More power to you, up to 1500W that is. Good neighbors don't get complaints, that's the way it's always been.

WTKX
04-07-2013, 04:25 PM
Sorry I gave the impression that I thought you were lying, WTF?

:shifty:

OTH, I run 1.8-2K wide tailored to my voice, and that kicks ass in difficult conditions... Which is almost always on 75 meters. :lol:

KC2UGV
04-07-2013, 07:33 PM
Exactly my point, gents. A 12KHz wide signal on a 160 is ridiculous, while a 3KHz signal on 440MHz is banned, because of it's emission type.

WTKX
04-07-2013, 09:32 PM
Yup... Although 160 has a lot of unused space most of the time.

kb2vxa
04-08-2013, 04:02 PM
"Sorry I gave the impression that I thought you were lying, WTF?"

No big deal, but with all the "links or you're lying" BS around here...

"...difficult conditions... Which is almost always on 75 meters."

It's not so much a crowded band but rather what it's crowded with.

"A 12KHz wide signal on a 160 is ridiculous..."

Only to those lacking a proper receiver designed for the purpose and a good monitor speaker, with an SSB receiver and tin box speaker you can't hear the Angel Music.

"Yup... Although 160 has a lot of unused space most of the time."

Exactly, the AM window isn't exactly a crowded house, you don't have neighbors to disturb.
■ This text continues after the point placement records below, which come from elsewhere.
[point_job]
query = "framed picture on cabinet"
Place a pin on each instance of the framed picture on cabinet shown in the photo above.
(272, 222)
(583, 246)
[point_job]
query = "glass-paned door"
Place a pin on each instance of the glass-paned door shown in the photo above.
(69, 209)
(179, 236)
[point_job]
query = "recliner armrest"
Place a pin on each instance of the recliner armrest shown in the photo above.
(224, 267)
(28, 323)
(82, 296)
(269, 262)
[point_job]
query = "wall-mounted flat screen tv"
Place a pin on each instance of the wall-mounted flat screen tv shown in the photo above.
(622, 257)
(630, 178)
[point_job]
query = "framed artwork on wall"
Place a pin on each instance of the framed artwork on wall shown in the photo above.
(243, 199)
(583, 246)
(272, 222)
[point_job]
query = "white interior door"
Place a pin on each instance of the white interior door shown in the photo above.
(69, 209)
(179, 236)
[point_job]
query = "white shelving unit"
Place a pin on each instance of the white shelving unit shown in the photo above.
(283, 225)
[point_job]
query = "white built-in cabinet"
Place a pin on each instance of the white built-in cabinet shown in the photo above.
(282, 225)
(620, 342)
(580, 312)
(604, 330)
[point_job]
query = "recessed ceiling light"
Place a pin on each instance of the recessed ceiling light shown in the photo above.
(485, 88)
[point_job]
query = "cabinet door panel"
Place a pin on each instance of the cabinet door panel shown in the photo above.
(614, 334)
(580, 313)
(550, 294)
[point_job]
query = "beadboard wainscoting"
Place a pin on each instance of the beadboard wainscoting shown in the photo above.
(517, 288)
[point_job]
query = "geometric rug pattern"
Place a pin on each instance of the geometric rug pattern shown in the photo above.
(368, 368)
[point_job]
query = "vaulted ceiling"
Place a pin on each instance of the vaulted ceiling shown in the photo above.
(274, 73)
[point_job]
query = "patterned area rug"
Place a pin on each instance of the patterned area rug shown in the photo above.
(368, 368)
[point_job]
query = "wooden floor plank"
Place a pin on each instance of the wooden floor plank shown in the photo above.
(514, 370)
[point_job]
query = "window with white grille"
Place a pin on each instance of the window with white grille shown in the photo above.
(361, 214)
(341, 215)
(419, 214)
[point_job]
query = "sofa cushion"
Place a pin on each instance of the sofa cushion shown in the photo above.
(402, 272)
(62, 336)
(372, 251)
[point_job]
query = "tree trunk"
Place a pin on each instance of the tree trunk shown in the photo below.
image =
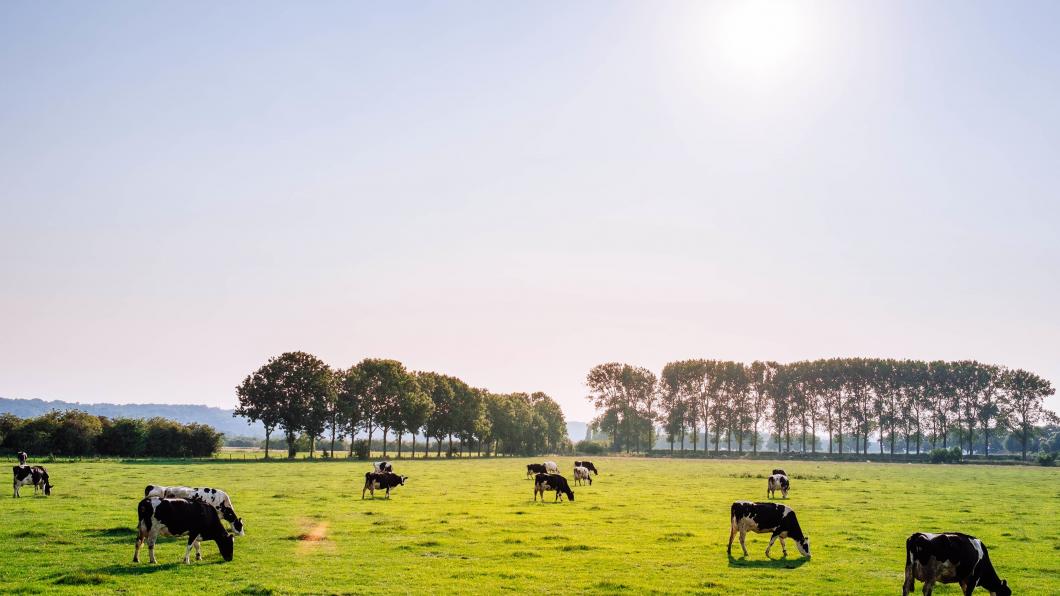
(292, 450)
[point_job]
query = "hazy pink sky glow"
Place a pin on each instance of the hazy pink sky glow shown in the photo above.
(515, 193)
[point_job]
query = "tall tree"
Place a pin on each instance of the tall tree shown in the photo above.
(290, 387)
(261, 397)
(1026, 395)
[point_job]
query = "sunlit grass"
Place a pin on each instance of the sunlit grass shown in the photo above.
(472, 526)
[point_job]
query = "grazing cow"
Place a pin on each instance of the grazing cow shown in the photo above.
(950, 558)
(777, 481)
(378, 480)
(176, 516)
(587, 465)
(761, 518)
(582, 474)
(215, 497)
(35, 475)
(543, 483)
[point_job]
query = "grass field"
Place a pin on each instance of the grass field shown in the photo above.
(471, 526)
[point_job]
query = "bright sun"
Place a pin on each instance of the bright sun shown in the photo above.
(763, 36)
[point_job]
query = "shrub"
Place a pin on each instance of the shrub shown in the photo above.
(360, 449)
(951, 455)
(588, 448)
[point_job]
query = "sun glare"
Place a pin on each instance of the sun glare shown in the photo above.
(763, 36)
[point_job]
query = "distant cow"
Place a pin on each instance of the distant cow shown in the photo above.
(176, 516)
(35, 475)
(543, 483)
(215, 497)
(950, 558)
(761, 518)
(587, 465)
(777, 481)
(380, 480)
(582, 474)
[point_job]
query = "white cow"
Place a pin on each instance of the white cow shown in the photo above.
(217, 498)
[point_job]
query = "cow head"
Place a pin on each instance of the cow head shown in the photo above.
(227, 546)
(229, 515)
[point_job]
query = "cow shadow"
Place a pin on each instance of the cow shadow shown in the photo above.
(146, 568)
(781, 563)
(117, 533)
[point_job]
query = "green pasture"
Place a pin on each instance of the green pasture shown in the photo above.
(471, 526)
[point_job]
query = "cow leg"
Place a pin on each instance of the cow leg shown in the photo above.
(188, 549)
(769, 546)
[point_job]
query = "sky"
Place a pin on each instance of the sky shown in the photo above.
(515, 192)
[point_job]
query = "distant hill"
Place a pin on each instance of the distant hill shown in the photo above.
(218, 418)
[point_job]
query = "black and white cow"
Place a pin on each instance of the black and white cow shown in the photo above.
(177, 516)
(587, 465)
(582, 474)
(35, 475)
(380, 480)
(761, 518)
(215, 497)
(950, 558)
(543, 483)
(777, 481)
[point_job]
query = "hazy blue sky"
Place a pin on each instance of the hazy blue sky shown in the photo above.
(514, 192)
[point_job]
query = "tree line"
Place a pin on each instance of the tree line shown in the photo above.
(300, 396)
(76, 433)
(905, 404)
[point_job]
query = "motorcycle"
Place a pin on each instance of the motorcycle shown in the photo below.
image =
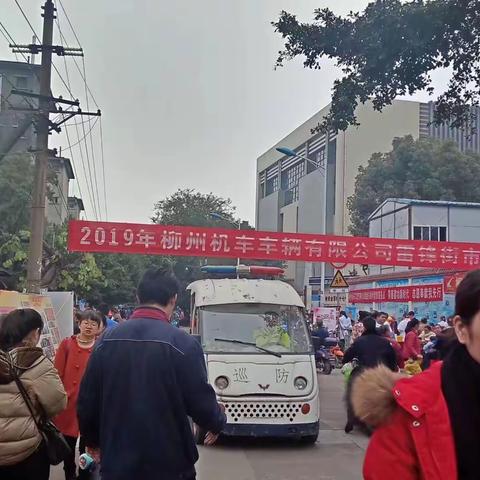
(337, 353)
(323, 360)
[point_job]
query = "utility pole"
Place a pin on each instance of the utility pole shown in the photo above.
(43, 128)
(39, 194)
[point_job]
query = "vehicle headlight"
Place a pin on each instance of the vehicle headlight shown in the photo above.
(221, 383)
(300, 383)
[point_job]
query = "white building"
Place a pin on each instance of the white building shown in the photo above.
(290, 190)
(410, 219)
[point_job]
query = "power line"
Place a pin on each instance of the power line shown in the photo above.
(12, 41)
(90, 187)
(103, 171)
(8, 41)
(27, 20)
(90, 170)
(91, 140)
(36, 36)
(75, 169)
(74, 59)
(70, 23)
(70, 146)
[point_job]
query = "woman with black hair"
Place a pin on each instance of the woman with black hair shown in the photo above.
(22, 453)
(368, 351)
(412, 347)
(433, 418)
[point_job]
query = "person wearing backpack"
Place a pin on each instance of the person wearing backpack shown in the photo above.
(71, 361)
(23, 453)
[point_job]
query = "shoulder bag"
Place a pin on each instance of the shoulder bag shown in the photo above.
(55, 443)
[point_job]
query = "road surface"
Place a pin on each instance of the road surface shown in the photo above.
(335, 456)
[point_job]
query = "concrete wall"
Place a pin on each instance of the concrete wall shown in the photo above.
(464, 225)
(289, 218)
(390, 221)
(267, 213)
(14, 124)
(375, 134)
(296, 138)
(310, 203)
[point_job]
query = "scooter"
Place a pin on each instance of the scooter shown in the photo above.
(337, 353)
(323, 360)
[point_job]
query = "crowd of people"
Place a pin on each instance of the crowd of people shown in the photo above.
(416, 387)
(125, 392)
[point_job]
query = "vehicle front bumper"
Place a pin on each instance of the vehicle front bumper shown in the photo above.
(296, 430)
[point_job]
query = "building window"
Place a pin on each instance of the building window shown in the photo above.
(430, 233)
(271, 186)
(21, 83)
(321, 158)
(292, 175)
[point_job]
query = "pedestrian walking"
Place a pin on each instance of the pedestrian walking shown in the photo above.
(368, 351)
(23, 454)
(107, 320)
(71, 361)
(428, 425)
(412, 346)
(344, 331)
(143, 382)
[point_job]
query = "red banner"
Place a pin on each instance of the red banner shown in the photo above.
(451, 282)
(413, 293)
(251, 244)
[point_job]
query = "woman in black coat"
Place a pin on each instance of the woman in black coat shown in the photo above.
(369, 350)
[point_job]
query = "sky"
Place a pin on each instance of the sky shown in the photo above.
(188, 91)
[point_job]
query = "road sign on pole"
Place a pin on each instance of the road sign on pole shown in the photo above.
(338, 284)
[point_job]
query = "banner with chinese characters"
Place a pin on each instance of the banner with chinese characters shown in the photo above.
(152, 239)
(326, 315)
(50, 337)
(408, 293)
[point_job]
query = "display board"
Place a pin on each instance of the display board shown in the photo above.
(50, 337)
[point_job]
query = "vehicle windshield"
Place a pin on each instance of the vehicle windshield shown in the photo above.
(278, 328)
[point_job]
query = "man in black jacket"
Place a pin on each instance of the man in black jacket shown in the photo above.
(143, 381)
(369, 350)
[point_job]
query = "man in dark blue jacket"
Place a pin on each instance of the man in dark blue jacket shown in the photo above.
(143, 381)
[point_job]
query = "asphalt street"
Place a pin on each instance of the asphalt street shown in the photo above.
(335, 456)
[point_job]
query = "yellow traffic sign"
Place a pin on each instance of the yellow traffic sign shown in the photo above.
(338, 281)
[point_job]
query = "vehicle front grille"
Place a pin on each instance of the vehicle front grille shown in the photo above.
(239, 411)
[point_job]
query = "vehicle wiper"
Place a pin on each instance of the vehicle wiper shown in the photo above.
(251, 344)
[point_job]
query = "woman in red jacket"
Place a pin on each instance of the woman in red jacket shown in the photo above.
(412, 347)
(71, 361)
(428, 425)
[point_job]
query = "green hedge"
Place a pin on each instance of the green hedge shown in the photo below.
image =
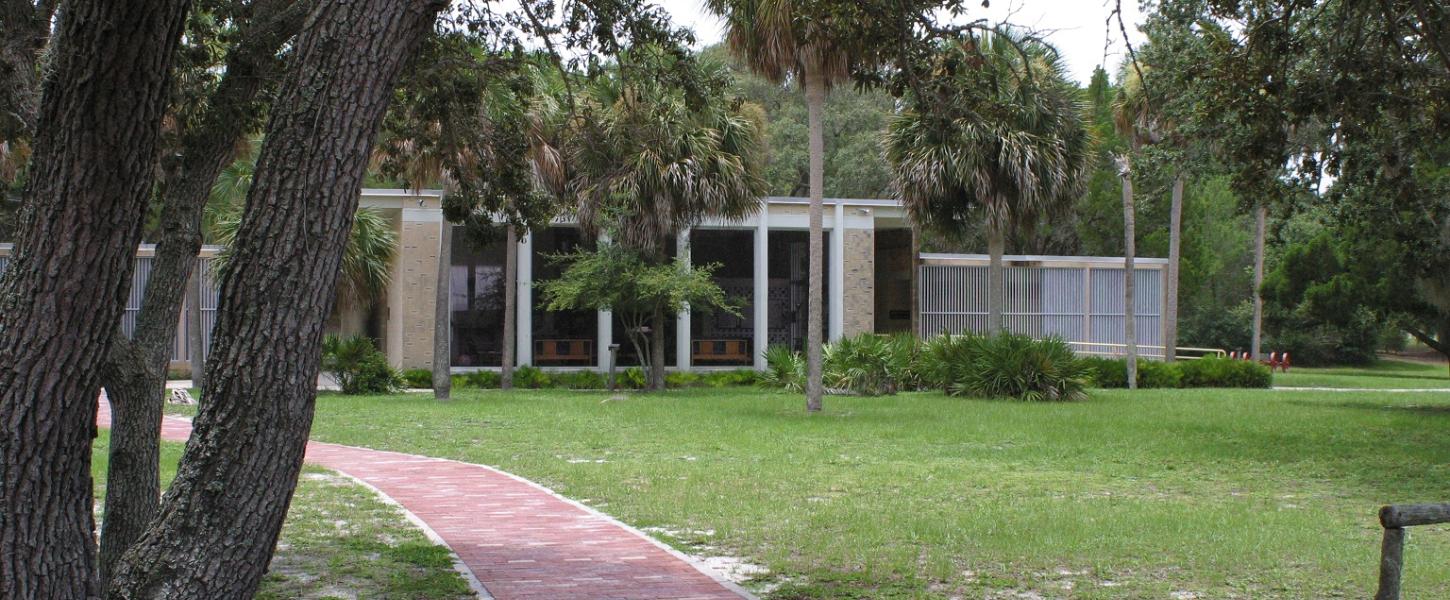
(1195, 373)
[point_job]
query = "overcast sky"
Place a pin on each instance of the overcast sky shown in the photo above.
(1075, 26)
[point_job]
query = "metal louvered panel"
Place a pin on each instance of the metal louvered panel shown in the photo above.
(1075, 303)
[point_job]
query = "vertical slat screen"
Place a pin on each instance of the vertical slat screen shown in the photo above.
(1044, 300)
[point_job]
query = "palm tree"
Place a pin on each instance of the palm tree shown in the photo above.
(1136, 118)
(998, 136)
(779, 39)
(648, 164)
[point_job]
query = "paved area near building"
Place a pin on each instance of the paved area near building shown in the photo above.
(515, 538)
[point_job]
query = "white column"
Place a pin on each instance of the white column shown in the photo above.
(682, 322)
(606, 328)
(837, 271)
(524, 306)
(761, 294)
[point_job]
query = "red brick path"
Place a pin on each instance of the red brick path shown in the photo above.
(516, 538)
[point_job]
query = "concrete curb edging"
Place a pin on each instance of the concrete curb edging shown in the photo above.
(683, 557)
(428, 532)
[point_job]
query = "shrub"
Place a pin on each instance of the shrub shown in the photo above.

Even with neighbors, audio processed just right with no distortion products doesn't splatter so just like the AM broadcast band in the pre IBOC days you can fit stations every 10KHz with no problem. Speaking of AM broadcast, 160M is where plenty of junked tube type broadcast transmitters showed up being those made for the top of the band are easily tuned anywhere from 1MHz to 3Mhz without modification.

Then there's that previously mentioned Valiant fed by the audio rack that proofed out to 11KHz @ 100% modulation before rolling off, in the 40M AM window it got FB reports and no complaints. (heh heh heh)

KC2UGV
04-09-2013, 06:26 AM
""A 12KHz wide signal on a 160 is ridiculous..."

Only to those lacking a proper receiver designed for the purpose and a good monitor speaker, with an SSB receiver and tin box speaker you can't hear the Angel Music.


Then why not allow a 12KHz wide digital signal on the same band?

KC9SQR
04-10-2013, 01:14 AM
Don't try to understand it. It's not ham radio, but an attempt by the clueless no-coders to recycle their old analog cell phones as talkies on our bands--bringing us all to the intelligence of CBers and the end of the world as we know it.

I'm still trying to figure out what this has to do with cell phones and ham radio.. I do get what this ruling has to do with ham radio, just not analog cell phones...
I could be wrong, but I've never known TDMA to be analog...
I'm also unsure of how to reband a cell phone or how to simplex with one without a tower...

Are you referring to the Nextel off network Direct Talk 900 mhz PTT?
If so, this doesn't apply to those. Those use FHSS and are digital.. Not much would be needed to make them part 97 compliant as FHSS has been allowed for a while, and they stay within 902-928 MHZ.. Unless I'm mistaken which I could be, wouldn't be the first, and damn sure won't be the last I'm sure lol...

kb2vxa
04-10-2013, 06:52 PM
"A 12KHz wide signal on a 160 is ridiculous... Then why not allow a 12KHz wide digital signal on the same band?"

Did I say it was allowed? If I did please feel free to point it out in a quote.

"I'm still trying to figure out what this has to do with cell phones and ham radio.. I do get what this ruling has to do with ham radio, just not analog cell phones... I could be wrong, but I've never known TDMA to be analog..."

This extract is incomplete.